In short, through this document, the property in question is trusted to be held by a neutral third-party till the time the debt for its purchase has been completely repaid.

A key difference between a mortgage and a deed of trust is that a mortgage agreement is entered into between two parties: the lender and the borrower, whereas a deed of trust includes three parties: the lender, the borrower, and the deed holder.


Advantages Of A Deed Of Trust

From the perspective of the borrower or buyer of the property, a deed of trust does not really provide any advantage. However, for lenders, this is quite a useful tool as it makes the property collateral for the loan.

  • Quicker Foreclosure: As opposed to a mortgage loan, the terms of a deed of trust are more suitable for lenders for its straightforward foreclosure process. In a mortgage loan, the process of foreclosure is a judicial process that can extend for a long time. It can only be carried out under the supervision of the court. When a borrower defaults on the loan repayment, the lender needs to file a suit to begin the foreclosure process.

However, in the case of a deed of trust, the third-party holder (known as trustee) can put the property for auction through a trustee’s sale.

Also read: What Is a Mortgage? Types, How They Work

This process does not require any judicial intervention, but is typically dictated by the terms outlined in the trust deed and in accordance with the state law.


How Does A Deed Of Trust Work

A deed of trust is an instrument used to create a legal claim on the property for which the deed has been designed. Banks as well as private loan grantors can both leverage deeds to create these legal rights which make the property a collateral against the loan taken by a borrower to the purchase of said property.

So how exactly do they work? Let’s find out.

In order to create or enter into a deed of trust, the first requirement is securing a loan for a property. Depending upon which kind of lender you approach, whether a bank, credit union, or online lender, you need to complete a comprehensive application process.

Also read: Deed Of Trust: What It Is And How It Works

This process typically includes filling out a detailed application form, and providing extensive financial documentation that proves your creditworthiness. These documents can include income proof, employment proof, bank statements, credit score, and more.

After the loan has been secured (which may or may not be a mortgage loan), it means that the property can be classified as a financed one. This is a basic requirement for a deed of trust. Once the loan has been secured, the borrower would provide promissory notes to the borrower. There may be one or more than one promissory notes involved for a deed of trust agreement.

The promissory note details the basic terms of the debt, along with a written promise that the borrower will pay off a specific amount of money to the other party, in a definite amount of time. The note reveals details about the duration of the loan, principal amount, rate of interest, payment schedule, and signatures of both parties.

This deed of trust, which is now created, is entrusted to a third party, known as the trustee who holds the legal title to the property for the duration of the loan term. This third-party needs to be an impartial party in order to ensure they do not unfairly favor one party over another. Moreover, the third-party holds the property in question as collateral for the fulfillment of the promissory notes. 

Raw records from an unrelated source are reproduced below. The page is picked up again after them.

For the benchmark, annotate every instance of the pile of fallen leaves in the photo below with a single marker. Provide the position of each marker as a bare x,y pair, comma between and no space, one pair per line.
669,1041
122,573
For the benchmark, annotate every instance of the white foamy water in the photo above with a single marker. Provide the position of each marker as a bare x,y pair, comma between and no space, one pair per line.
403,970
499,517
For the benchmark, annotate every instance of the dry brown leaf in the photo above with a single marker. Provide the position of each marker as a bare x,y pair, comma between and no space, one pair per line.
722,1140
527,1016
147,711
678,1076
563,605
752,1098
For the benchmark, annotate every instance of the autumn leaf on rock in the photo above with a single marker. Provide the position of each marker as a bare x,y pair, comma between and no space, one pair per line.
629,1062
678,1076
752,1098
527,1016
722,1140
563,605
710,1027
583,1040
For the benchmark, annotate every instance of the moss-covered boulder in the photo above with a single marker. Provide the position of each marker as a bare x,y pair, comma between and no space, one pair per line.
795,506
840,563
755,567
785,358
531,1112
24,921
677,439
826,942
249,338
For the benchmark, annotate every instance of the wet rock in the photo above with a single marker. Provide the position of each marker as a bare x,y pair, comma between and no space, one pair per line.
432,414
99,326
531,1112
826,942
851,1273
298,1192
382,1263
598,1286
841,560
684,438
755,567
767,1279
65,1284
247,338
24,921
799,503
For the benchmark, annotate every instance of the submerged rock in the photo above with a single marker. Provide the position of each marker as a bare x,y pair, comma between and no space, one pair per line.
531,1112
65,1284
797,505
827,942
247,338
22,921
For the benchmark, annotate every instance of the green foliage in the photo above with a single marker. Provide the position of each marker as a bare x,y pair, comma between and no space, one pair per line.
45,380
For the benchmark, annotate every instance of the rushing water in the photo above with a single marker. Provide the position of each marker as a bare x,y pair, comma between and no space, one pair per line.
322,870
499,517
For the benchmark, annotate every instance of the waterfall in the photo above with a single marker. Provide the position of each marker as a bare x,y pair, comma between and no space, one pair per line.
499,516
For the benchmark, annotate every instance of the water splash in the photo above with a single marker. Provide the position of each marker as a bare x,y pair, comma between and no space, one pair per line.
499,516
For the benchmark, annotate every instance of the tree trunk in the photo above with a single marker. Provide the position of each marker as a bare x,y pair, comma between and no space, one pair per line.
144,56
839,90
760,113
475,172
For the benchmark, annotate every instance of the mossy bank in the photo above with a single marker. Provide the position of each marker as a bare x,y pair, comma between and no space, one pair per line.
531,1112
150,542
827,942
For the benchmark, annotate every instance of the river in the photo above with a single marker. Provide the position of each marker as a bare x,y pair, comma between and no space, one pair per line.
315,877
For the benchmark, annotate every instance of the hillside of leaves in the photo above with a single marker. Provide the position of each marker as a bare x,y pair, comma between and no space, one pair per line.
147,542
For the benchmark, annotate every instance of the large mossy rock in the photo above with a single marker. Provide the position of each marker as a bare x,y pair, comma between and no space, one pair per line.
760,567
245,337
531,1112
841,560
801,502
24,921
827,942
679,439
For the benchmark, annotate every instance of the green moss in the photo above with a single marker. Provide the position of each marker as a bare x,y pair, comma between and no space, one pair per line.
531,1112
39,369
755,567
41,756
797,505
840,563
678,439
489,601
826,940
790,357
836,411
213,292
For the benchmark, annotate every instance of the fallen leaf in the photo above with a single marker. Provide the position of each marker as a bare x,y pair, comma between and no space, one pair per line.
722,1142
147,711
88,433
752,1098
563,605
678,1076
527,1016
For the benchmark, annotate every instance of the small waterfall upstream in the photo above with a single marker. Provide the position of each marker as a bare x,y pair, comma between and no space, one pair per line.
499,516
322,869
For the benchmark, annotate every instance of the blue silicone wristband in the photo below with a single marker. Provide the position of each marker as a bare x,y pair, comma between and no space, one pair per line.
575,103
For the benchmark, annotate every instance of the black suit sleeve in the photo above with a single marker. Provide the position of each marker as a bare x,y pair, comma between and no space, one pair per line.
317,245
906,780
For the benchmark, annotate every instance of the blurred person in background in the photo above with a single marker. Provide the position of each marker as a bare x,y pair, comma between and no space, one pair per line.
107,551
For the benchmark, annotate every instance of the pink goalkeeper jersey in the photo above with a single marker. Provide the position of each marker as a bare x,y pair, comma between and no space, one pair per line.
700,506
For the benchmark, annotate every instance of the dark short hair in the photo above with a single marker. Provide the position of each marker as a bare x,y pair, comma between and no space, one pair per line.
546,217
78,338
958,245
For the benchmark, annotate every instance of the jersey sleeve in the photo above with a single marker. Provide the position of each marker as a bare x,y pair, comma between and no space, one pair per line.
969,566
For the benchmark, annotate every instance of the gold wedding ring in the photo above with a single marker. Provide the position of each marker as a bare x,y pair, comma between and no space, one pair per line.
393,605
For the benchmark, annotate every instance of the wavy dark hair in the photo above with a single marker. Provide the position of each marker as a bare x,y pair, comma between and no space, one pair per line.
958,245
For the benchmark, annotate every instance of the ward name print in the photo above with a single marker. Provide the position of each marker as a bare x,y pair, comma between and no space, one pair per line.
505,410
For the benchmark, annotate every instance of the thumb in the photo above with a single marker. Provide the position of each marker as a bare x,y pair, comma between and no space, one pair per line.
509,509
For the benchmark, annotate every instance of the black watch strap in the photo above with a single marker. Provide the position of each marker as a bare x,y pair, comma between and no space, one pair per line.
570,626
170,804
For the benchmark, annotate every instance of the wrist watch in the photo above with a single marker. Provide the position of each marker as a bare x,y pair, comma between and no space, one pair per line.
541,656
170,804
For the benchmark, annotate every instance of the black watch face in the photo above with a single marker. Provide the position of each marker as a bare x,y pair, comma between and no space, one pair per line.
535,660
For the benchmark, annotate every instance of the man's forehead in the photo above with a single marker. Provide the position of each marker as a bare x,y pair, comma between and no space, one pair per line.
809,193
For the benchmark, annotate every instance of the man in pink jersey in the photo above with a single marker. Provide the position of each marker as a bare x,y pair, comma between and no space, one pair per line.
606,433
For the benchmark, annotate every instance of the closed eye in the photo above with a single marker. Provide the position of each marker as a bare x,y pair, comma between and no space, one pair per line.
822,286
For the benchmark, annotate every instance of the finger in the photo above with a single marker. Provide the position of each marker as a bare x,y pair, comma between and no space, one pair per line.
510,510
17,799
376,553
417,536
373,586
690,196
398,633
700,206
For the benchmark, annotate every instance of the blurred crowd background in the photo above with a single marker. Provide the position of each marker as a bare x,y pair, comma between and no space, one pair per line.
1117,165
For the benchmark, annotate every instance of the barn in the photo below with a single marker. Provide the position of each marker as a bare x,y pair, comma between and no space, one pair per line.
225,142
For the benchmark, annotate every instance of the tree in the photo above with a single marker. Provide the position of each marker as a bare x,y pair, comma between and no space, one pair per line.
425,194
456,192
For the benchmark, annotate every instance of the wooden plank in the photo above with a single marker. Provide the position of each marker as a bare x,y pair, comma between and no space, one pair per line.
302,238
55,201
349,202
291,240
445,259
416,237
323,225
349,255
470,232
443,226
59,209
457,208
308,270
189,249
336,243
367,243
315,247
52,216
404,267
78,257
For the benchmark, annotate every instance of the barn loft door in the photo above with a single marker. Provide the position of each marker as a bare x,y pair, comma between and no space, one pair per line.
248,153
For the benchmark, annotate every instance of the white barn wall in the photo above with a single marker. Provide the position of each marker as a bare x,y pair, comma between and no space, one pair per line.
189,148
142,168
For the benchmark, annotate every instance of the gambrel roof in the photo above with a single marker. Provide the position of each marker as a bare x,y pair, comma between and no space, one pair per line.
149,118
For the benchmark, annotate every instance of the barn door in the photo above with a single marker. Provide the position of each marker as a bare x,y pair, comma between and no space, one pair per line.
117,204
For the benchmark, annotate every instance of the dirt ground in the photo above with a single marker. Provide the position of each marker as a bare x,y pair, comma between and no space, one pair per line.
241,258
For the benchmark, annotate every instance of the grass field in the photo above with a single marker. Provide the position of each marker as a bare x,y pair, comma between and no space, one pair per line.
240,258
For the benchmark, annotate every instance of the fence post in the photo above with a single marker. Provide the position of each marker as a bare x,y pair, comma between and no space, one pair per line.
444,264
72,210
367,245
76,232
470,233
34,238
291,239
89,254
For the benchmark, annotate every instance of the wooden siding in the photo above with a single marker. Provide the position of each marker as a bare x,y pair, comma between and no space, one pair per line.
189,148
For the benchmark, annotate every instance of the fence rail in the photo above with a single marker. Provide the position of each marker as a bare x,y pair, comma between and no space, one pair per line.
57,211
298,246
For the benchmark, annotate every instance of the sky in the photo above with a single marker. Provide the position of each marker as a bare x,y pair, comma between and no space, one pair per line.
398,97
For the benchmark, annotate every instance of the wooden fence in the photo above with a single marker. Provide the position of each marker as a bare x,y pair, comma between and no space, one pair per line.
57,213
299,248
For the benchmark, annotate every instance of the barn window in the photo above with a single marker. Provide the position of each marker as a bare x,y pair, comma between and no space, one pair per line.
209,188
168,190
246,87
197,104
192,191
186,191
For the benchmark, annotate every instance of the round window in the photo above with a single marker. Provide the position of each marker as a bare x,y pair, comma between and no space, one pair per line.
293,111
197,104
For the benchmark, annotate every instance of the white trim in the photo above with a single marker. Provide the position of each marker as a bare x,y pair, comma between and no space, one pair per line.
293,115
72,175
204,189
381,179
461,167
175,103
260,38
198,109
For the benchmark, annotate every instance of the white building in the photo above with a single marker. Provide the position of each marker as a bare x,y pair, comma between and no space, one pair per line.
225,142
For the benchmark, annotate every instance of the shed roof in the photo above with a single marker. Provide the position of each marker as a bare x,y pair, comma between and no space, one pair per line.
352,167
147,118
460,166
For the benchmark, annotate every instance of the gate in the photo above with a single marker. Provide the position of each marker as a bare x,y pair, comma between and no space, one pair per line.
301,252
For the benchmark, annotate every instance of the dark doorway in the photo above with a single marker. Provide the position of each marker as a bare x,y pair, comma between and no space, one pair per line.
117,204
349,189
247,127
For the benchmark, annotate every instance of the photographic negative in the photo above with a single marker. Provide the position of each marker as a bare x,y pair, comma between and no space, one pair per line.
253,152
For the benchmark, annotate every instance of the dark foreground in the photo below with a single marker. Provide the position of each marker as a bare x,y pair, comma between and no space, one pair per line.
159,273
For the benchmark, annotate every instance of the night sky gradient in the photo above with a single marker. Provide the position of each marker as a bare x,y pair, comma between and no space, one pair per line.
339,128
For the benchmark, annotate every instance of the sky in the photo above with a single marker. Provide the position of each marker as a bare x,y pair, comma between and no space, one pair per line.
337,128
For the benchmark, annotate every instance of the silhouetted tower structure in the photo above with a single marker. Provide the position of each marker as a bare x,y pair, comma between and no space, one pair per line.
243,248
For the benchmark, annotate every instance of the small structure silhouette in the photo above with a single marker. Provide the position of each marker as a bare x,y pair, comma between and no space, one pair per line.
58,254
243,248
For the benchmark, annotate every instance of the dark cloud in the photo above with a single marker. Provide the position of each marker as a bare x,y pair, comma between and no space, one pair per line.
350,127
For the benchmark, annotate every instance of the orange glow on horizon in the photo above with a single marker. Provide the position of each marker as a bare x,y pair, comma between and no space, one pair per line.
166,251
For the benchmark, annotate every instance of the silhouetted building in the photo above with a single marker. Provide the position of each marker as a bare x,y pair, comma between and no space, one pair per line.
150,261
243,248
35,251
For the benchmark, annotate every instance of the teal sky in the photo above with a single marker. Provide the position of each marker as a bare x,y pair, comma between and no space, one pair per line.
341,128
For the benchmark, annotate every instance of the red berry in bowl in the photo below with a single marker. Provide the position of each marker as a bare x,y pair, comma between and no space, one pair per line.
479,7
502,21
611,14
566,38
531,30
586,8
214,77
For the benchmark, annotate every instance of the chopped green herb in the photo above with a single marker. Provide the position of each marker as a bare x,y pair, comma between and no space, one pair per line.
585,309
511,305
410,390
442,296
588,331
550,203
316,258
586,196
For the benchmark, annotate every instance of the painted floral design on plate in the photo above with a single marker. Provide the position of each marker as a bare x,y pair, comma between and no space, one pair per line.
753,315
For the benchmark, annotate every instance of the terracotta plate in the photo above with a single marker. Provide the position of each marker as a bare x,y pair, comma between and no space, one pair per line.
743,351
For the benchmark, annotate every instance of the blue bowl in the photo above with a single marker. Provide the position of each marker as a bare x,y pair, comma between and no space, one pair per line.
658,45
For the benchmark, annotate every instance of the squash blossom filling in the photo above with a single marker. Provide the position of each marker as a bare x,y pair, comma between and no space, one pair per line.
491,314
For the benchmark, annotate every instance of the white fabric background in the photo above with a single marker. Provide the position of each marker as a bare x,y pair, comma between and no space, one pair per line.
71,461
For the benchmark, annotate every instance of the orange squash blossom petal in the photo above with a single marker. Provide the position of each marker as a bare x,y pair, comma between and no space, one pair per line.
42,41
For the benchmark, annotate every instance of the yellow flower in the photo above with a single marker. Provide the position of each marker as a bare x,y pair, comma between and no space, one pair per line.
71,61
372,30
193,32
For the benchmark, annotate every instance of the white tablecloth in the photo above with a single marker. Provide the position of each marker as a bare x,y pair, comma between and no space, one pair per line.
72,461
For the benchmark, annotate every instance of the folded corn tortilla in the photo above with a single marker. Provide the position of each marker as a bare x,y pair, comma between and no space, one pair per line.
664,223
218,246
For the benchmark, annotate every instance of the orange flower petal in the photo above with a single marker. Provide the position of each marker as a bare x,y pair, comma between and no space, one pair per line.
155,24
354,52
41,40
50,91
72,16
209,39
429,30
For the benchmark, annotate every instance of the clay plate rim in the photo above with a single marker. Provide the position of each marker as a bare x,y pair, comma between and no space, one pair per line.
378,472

It is important to note that while the third-party holds the property, throughout the loan repayment phase, the right to full ownership of the property and that of its equitable title, usage and responsibility stays with the borrower. The borrower is not barred from using the property during this period.

As long as the loan repayment term continues, the borrower can keep using the property normally, as long as they continue to make their monthly payments on the loan. Once the debt has been paid off by the borrower completely, the title on the property becomes theirs, and they are completely free of any obligation and worry. At this point, the borrower is no longer chained to the lender or the third-party holder.

In case of payment default, however, the trustee can move forward with property sale according to the terms of the deed of trust.

A deed of trust is typically used as an alternative to a mortgage, however, some states require borrowers to get both. Depending upon the state where you reside, you may need to enter into a deed of trust mandatorily, or not at all. This can be a very useful instrument for borrowers in some rare cases, however, mostly, it is only a better option from the lender’s perspective.